Artificial intelligence is a technology that has the ability to simulate human intelligence. It is a technology that has the ability to simulate human intelligence.
It is a technology that has the ability to simulate human intelligence. It is a technology that has the ability to simulate human intelligence. It is a technology that has the ability to simulate human intelligence. It is a technology that has the ability to simulate human intelligence. It is a technology that has the ability to simulate human intelligence. It is a technology that has the ability to simulate human intelligence. It is a technology that has the ability to simulate human intelligence. It is a technology that has the ability to simulate human intelligence. It is a technology that has the ability to simulate human intelligence. It is a technology that has the ability to simulate human intelligence. It is a technology that has the ability to simulate human intelligence.
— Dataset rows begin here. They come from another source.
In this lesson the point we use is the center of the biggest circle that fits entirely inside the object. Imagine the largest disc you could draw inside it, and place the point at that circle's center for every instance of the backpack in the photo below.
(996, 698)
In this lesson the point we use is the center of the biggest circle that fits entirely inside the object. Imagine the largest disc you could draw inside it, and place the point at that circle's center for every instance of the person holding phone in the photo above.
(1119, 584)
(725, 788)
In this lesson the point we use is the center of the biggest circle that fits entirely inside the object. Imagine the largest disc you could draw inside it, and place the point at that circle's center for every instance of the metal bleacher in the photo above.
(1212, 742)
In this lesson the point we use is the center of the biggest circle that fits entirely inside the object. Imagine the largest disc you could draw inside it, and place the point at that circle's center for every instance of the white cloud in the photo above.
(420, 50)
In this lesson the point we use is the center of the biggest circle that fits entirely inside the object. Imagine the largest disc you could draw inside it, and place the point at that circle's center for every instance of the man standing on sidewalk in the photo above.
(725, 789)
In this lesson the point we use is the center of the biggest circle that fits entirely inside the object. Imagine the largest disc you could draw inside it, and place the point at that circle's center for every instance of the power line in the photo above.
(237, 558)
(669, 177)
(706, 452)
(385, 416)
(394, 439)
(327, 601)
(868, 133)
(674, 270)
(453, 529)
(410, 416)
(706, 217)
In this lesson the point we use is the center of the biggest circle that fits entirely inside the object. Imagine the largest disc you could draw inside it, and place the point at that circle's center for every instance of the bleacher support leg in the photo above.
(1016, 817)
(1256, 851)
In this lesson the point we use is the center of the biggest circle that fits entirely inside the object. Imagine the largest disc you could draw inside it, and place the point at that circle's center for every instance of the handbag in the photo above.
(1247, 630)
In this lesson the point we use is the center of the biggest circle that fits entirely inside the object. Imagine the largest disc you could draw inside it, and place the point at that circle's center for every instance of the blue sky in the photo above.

It is a technology that has the ability to simulate human intelligence. It is a technology that has the ability to simulate human intelligence. It is a technology that has the ability to simulate human intelligence. It is a technology that has the ability to simulate human intelligence. It is a technology that has the ability to simulate human intelligence

What is the issue?

The output reveals several critical issues:

  • Extreme repetition of the same phrase

  • Unnecessary formatting texts (repeating the prompt)

Questions raised

  • Parameter issue? - LoRA has Rank, Alpha as core parameters

  • Train set issue?

  • Learning rate issue?

  • Prompting issue?

2.2 Parameter tuning (todos)

Reduced LoRA Rank: Lower rank can help if you only have a small dataset.

Better Decoding Settings: Using temperature and top_p encourages more diverse text rather than repeating phrases.

Slightly Larger Batch: Batching more than 1 item at a time can stabilize gradients.

Higher Quality Data: Filtering the data to ensure variety and well-formatted prompts drastically reduces repetition.